Losing Visual Needles in Image Haystacks: Vision Language Models are Easily Distracted in Short and Long Contexts
Aditya Sharma, Michael Saxon, William Yang Wang
TL;DR
LoCoVQA introduces a dynamic benchmark for long-context visual reasoning, systematically testing extractive attention by surrounding a content image with distractor images in both composed and interleaved formats. Across OK-VQA, MMStar, and MNIST-derived tasks, a robust logarithmic decay in VLM performance emerges as visual context grows, revealing a fundamental difficulty in ignoring irrelevant images. The study uncovers positional biases in interleaved inputs and demonstrates that even top proprietary models struggle with basic extraction tasks in long contexts, highlighting gaps in training objectives that do not emphasize cross-image attention.
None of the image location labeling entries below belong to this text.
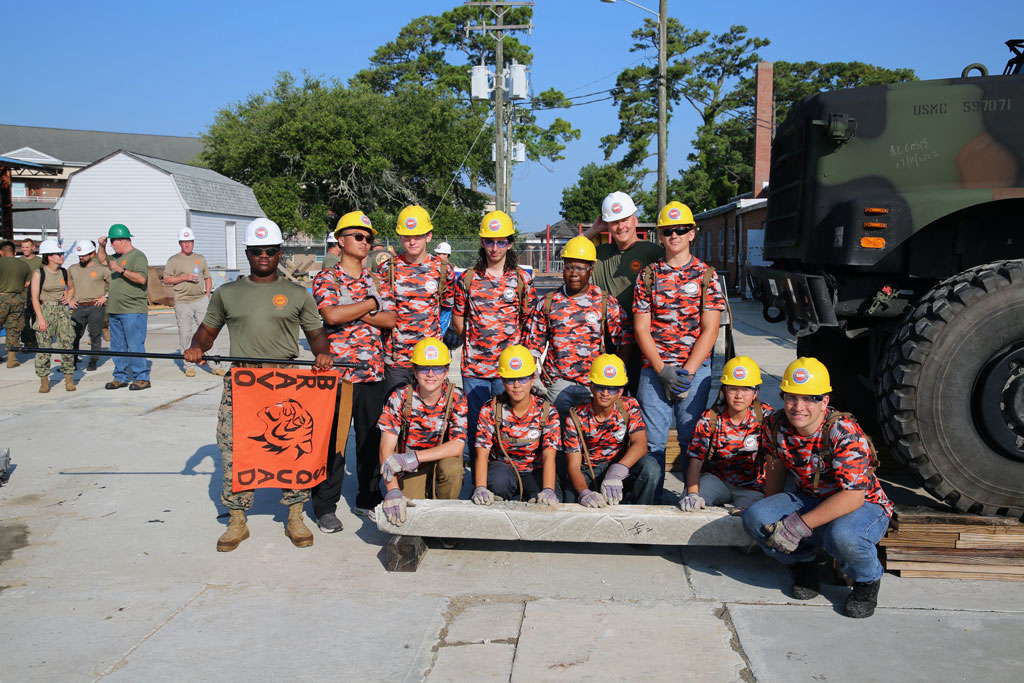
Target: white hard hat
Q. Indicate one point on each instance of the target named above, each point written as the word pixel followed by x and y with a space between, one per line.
pixel 617 206
pixel 49 247
pixel 83 247
pixel 262 231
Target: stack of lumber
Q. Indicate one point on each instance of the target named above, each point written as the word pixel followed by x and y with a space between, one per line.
pixel 927 543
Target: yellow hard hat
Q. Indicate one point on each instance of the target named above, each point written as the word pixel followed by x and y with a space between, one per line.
pixel 354 219
pixel 608 371
pixel 414 220
pixel 806 376
pixel 580 248
pixel 516 361
pixel 497 224
pixel 741 371
pixel 431 351
pixel 675 213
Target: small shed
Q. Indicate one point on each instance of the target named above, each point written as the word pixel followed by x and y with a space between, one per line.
pixel 156 198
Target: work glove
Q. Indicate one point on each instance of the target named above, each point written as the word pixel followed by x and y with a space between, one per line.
pixel 394 507
pixel 399 462
pixel 482 496
pixel 591 499
pixel 786 534
pixel 546 497
pixel 691 503
pixel 611 486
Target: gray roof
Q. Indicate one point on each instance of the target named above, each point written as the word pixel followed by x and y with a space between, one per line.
pixel 207 190
pixel 85 146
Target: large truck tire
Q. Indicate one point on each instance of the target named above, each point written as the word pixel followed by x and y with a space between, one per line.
pixel 951 390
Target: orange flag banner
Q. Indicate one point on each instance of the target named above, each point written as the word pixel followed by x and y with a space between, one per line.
pixel 282 426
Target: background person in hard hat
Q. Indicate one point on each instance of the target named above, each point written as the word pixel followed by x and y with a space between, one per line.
pixel 676 312
pixel 573 323
pixel 52 293
pixel 263 314
pixel 838 505
pixel 128 306
pixel 605 443
pixel 333 255
pixel 516 454
pixel 14 279
pixel 423 433
pixel 726 442
pixel 617 264
pixel 90 281
pixel 189 274
pixel 353 319
pixel 493 304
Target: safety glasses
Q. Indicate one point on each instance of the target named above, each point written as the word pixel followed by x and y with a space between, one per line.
pixel 267 251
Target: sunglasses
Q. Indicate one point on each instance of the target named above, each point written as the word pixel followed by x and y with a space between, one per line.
pixel 359 237
pixel 268 251
pixel 431 370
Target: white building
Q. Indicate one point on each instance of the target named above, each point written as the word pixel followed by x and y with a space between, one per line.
pixel 155 199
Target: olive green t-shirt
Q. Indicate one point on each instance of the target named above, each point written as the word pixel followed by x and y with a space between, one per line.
pixel 263 318
pixel 126 296
pixel 14 272
pixel 180 264
pixel 615 271
pixel 90 281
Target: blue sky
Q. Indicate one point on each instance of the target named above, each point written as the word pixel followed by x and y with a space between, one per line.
pixel 168 68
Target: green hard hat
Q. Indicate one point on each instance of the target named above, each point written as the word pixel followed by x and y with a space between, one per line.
pixel 118 230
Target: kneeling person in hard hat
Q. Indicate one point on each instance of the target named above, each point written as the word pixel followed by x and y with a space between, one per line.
pixel 517 438
pixel 605 443
pixel 572 324
pixel 838 504
pixel 263 314
pixel 423 433
pixel 726 442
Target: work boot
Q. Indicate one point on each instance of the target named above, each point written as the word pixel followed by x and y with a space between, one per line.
pixel 862 601
pixel 297 530
pixel 236 532
pixel 805 581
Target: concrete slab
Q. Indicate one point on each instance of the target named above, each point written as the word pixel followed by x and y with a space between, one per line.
pixel 816 644
pixel 653 524
pixel 492 662
pixel 484 623
pixel 593 640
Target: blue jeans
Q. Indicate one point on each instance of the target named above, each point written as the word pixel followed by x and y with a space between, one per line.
pixel 659 413
pixel 478 391
pixel 851 540
pixel 128 334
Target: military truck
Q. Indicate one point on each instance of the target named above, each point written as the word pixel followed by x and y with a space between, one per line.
pixel 895 231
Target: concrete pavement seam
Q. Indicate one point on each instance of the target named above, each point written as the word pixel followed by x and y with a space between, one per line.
pixel 120 663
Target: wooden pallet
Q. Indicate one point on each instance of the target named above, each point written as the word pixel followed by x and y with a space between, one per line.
pixel 927 543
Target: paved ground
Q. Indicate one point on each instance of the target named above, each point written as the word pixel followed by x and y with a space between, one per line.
pixel 108 570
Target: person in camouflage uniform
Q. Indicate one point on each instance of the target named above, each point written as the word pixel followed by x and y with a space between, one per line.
pixel 574 323
pixel 677 307
pixel 14 275
pixel 726 442
pixel 348 301
pixel 493 305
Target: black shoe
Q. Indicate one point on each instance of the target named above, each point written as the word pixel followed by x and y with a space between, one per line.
pixel 805 581
pixel 329 522
pixel 862 601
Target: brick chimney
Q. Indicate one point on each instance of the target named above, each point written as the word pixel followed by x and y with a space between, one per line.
pixel 763 126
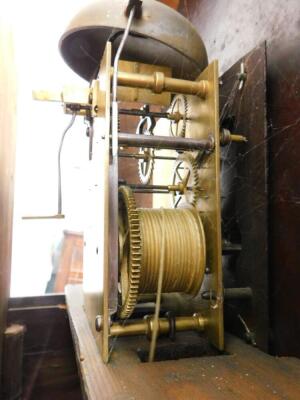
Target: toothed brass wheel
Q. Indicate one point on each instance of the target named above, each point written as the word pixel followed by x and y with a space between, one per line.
pixel 179 109
pixel 146 164
pixel 184 254
pixel 185 175
pixel 131 251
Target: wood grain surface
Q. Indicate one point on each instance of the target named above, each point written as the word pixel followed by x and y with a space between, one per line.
pixel 246 373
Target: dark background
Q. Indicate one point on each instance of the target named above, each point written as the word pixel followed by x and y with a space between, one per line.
pixel 230 29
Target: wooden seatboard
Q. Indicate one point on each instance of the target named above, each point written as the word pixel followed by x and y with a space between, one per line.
pixel 246 373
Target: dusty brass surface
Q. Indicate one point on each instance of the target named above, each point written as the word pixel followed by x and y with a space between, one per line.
pixel 185 251
pixel 140 95
pixel 158 83
pixel 162 37
pixel 210 204
pixel 145 327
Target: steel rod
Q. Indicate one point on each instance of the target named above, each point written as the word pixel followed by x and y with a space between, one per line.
pixel 160 83
pixel 164 142
pixel 143 157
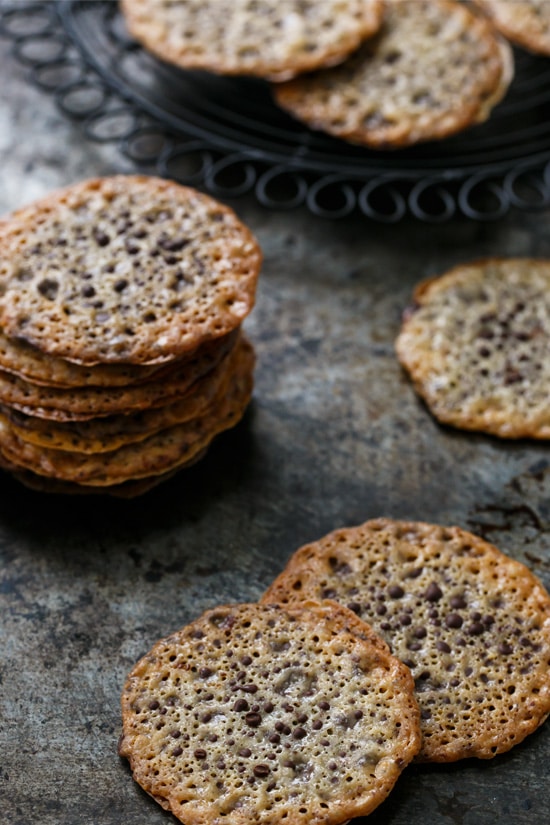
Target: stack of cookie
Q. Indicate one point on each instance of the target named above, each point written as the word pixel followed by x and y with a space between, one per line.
pixel 121 355
pixel 382 73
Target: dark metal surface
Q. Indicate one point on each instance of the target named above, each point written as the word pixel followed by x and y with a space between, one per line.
pixel 334 436
pixel 226 133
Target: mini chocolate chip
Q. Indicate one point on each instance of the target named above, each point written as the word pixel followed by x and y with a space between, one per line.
pixel 253 720
pixel 475 629
pixel 395 591
pixel 433 592
pixel 101 238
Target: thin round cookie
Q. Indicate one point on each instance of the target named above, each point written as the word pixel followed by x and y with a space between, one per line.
pixel 434 69
pixel 105 434
pixel 126 269
pixel 273 39
pixel 472 624
pixel 257 713
pixel 476 343
pixel 165 386
pixel 160 453
pixel 524 22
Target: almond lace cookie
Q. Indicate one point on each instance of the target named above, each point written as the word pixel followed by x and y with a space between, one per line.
pixel 472 624
pixel 274 39
pixel 524 22
pixel 434 69
pixel 476 344
pixel 128 269
pixel 259 713
pixel 163 451
pixel 121 355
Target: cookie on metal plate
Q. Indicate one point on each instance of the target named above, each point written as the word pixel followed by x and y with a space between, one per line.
pixel 472 624
pixel 475 343
pixel 273 39
pixel 261 713
pixel 434 69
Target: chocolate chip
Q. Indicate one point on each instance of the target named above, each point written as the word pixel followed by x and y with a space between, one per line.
pixel 395 591
pixel 475 629
pixel 433 592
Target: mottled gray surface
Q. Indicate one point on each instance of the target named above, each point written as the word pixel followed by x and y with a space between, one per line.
pixel 334 436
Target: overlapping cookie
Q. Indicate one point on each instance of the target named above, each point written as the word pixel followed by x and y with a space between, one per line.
pixel 121 302
pixel 274 39
pixel 261 713
pixel 435 68
pixel 472 624
pixel 475 343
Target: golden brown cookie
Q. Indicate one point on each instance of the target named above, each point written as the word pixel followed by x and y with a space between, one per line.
pixel 524 22
pixel 82 403
pixel 158 454
pixel 274 39
pixel 259 713
pixel 105 434
pixel 434 69
pixel 476 343
pixel 127 269
pixel 472 624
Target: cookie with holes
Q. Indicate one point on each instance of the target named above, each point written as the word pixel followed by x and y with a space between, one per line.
pixel 475 343
pixel 127 269
pixel 273 39
pixel 525 22
pixel 261 713
pixel 472 624
pixel 433 70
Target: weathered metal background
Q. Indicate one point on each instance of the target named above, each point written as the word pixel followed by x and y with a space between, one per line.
pixel 334 436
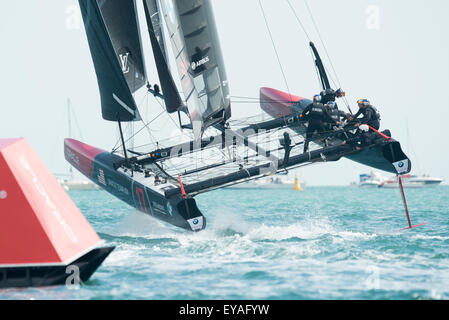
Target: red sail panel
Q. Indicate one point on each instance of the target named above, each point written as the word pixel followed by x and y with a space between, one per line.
pixel 277 103
pixel 40 224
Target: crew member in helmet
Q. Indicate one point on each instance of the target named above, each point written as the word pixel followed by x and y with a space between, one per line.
pixel 331 95
pixel 317 117
pixel 370 114
pixel 336 115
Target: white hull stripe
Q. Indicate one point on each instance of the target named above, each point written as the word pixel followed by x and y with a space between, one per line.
pixel 120 102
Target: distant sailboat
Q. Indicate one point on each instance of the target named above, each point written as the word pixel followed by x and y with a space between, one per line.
pixel 68 181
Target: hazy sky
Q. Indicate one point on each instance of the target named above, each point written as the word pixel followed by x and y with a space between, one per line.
pixel 393 52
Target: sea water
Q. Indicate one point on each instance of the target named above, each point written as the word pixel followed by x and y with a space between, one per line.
pixel 321 243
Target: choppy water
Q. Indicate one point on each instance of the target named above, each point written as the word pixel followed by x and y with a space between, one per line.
pixel 322 243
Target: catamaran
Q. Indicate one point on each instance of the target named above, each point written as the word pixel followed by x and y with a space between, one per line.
pixel 163 180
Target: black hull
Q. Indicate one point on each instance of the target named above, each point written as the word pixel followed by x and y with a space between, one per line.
pixel 43 276
pixel 98 166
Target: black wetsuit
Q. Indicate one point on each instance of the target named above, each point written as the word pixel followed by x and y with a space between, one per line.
pixel 336 116
pixel 328 95
pixel 369 117
pixel 317 116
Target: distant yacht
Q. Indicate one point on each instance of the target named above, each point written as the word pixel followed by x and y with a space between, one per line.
pixel 412 181
pixel 68 181
pixel 275 182
pixel 374 179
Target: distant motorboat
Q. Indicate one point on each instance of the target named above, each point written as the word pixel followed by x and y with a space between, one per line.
pixel 267 183
pixel 373 180
pixel 412 181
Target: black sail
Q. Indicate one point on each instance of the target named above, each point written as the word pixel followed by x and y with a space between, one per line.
pixel 194 40
pixel 120 17
pixel 173 101
pixel 117 101
pixel 155 16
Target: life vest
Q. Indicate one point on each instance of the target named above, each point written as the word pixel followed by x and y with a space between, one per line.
pixel 317 111
pixel 376 112
pixel 335 114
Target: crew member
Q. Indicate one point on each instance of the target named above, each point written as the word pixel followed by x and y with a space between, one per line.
pixel 331 95
pixel 370 114
pixel 336 115
pixel 317 116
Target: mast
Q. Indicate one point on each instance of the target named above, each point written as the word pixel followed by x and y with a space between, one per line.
pixel 69 120
pixel 320 66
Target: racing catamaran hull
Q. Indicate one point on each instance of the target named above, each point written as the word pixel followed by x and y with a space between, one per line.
pixel 98 165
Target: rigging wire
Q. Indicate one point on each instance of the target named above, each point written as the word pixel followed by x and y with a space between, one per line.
pixel 274 47
pixel 325 49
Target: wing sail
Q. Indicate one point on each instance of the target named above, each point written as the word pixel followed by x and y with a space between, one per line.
pixel 115 86
pixel 195 44
pixel 173 101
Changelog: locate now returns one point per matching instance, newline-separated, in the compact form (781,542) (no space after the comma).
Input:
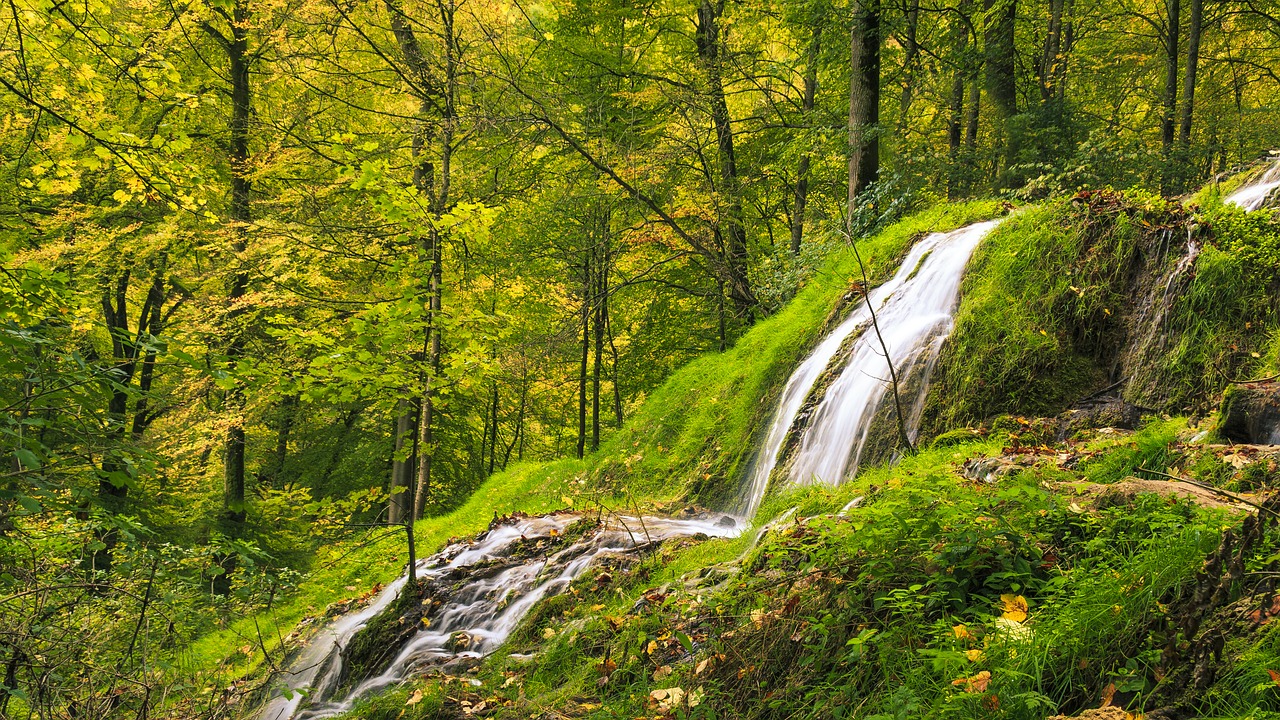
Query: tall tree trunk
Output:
(613,367)
(233,475)
(910,58)
(1000,64)
(493,440)
(1193,37)
(602,297)
(864,99)
(810,92)
(708,40)
(1171,44)
(585,322)
(401,505)
(1047,71)
(964,63)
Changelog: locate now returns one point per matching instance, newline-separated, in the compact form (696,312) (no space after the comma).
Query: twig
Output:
(1215,491)
(892,373)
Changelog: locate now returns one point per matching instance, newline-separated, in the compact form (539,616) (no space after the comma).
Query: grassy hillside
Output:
(689,442)
(981,579)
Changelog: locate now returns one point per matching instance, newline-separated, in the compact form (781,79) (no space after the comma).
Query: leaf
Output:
(974,683)
(685,642)
(1015,607)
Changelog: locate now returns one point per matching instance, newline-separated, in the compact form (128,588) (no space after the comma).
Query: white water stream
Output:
(1256,194)
(476,616)
(914,311)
By generalizing to any VQA dataset, LoCoVQA offers a practical, scalable path to diagnose and improve long-context multimodal reasoning in current and future vision-language models.
Abstract
We present LoCoVQA, a dynamic benchmark generator for evaluating long-context extractive reasoning in vision language models (VLMs). LoCoVQA augments test examples for mathematical reasoning, VQA, and character recognition tasks with increasingly long visual contexts composed of both in-distribution and out-of-distribution distractor images. Across these tasks, a diverse set of VLMs rapidly lose performance as the visual context length grows, often exhibiting a striking logarithmic decay trend. This test assesses how well VLMs can ignore irrelevant information when answering queries -- a task that is quite easy for language models (LMs) in the text domain -- demonstrating that current state-of-the-art VLMs lack this essential capability for many long-context applications.